I did the online Jhana Journey retreat in July 2024. This is a reflection on what actually stayed with me about a year and a half later.
Keeping a meditation journal
One of the most valuable things I kept from the retreat was the habit of maintaining a meditation journal. I kept it extremely simple in Notion: date, duration, type of meditation, and some notes. Sometimes a column for small experiments to try.
Over time I realized the journal was doing two things at once. It deepened the practice itself, but it also became a way of running small experiments in life. When you meditate and reflect every day, you get surprisingly sensitive to the introduction of new variables in your routine.
A good example was when I started taking finasteride for male hair loss. After a few weeks I noticed that my ability to generate piti and progress into the jhanas seemed to stagnate. At first I dismissed the idea that finasteride could be responsible, since the official documentation doesn’t list obvious psychological effects. But after reading more about it, I learned that it blocks the synthesis of certain neurosteroids in the brain, which modulate GABA receptors.
If I hadn’t been journaling and paying close attention to subtle internal changes, I probably would have dismissed the whole thing. If someone had told me this story before it happened to me, it might have sounded like neuroticism, honestly.
A lot of substances have psychological effects that stay invisible while you’re taking them. Coffee is a good example. People often only notice its influence when they stop abruptly and start paying attention to what changes: feeling less irritated by small things, maintaining eye contact more easily, noticing that a persistent neck tension has quietly disappeared. Meditation plus journaling created a feedback loop that made these patterns easier to notice.
Faster access to jhanas
Over time I also noticed that my access time to the jhanas decreased significantly. But just as important, I became much more aware of the conditions that completely block them or subtly change their quality. Small things like sleep, stimulants, emotional agitation, mental pressure can shift the whole texture of the experience.
This sensitivity is both useful and slightly inconvenient. You start seeing how fragile certain states actually are.
Returning to ordinary life
One unexpected difficulty after the retreat was emotional. Right after it ended, I felt a kind of grief. During the retreat there was a very supportive and gentle environment, and suddenly I was back in ordinary life. Work stress, distracted people, occasional hostility, and the general noise of everyday concerns.
For a while it felt difficult to connect those two worlds.
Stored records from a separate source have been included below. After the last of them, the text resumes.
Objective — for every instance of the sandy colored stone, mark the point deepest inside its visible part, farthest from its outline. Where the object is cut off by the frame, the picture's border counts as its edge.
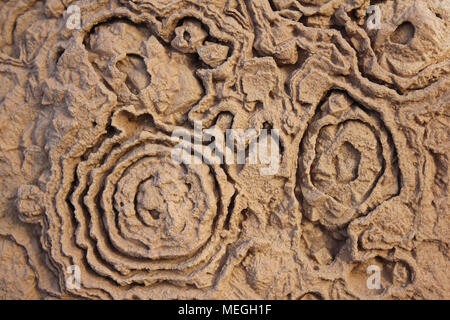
(87, 179)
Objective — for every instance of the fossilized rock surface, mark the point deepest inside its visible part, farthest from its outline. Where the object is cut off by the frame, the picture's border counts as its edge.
(88, 181)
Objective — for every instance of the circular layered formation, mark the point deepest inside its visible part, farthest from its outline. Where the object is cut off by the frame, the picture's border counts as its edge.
(348, 166)
(139, 217)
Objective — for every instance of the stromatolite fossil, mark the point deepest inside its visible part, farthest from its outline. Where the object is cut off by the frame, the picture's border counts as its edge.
(89, 184)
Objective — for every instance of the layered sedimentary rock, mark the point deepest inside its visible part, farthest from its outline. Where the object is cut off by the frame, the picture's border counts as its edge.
(92, 92)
I also couldn’t maintain the long meditation sessions from the retreat. Instead of forcing it, I stabilized the practice at about 20 minutes per day and gradually increased it to around 40 minutes. That’s where it has remained fairly consistently.
Looking back, that stability mattered much more than trying to replicate retreat conditions.
Signals that the practice is working
One of the most useful heuristics I learned during the retreat is simple. You know the meditation is working when the sits tend to leave you more relaxed, in a better mood (even when difficult emotions appear during the sit), and softer somehow. More open. More curious and empathic.
If meditation consistently makes you more tense or rigid, something in the approach is probably off.
Enjoying the practice
The most important ingredient for sustaining the practice turned out to be very simple: I genuinely like doing it.
Meditation leaves me feeling better when I finish. If that hadn’t been the case, I doubt I would have maintained it this long. Discipline alone is rarely enough over long periods. Some intrinsic reward needs to be present.
Interestingly, the effects this time were different from my earlier practice. I’ve been meditating for about ten years, but jhana practice is something else. Back then the changes felt dramatic. My experience of mind and emotions shifted quickly and in obvious ways. This time the transformation was quieter. It’s curious that the more vivid and altered the experience, the more transparent the effects in daily life.
What I seem to have gained instead is something closer to an inner fortress. The downs of life still happen, but they don’t knock me down as easily. Emotions like guilt and shame are met with much more understanding and compassion. Failures still hurt, sometimes a lot, but they are less catastrophic and less destabilizing than they used to be. The overall system feels more resilient.
A sense of curiosity
Another effect is harder to describe, but feels equally important: curiosity.
I don’t think I fully understand the implications of having seen that jhanas are possible and how they work. But even knowing that they exist, and experiencing them repeatedly, feels like a very unusual gift.
Even today, when I sit and enter jhana, I often leave the meditation with a strong sense of wonder. It still surprises me. In a subtle way, it changes how I see life. It makes the world feel a bit more mysterious, a bit more open. There are more possibilities than I previously assumed.
That feeling tends to spill into the rest of life as well. It brings a kind of beginner’s mind toward the future. Less certainty, but more curiosity about what might unfold.
A year and a half later, the biggest outcome isn’t any particular meditation state. It’s that the practice quietly stayed in my life.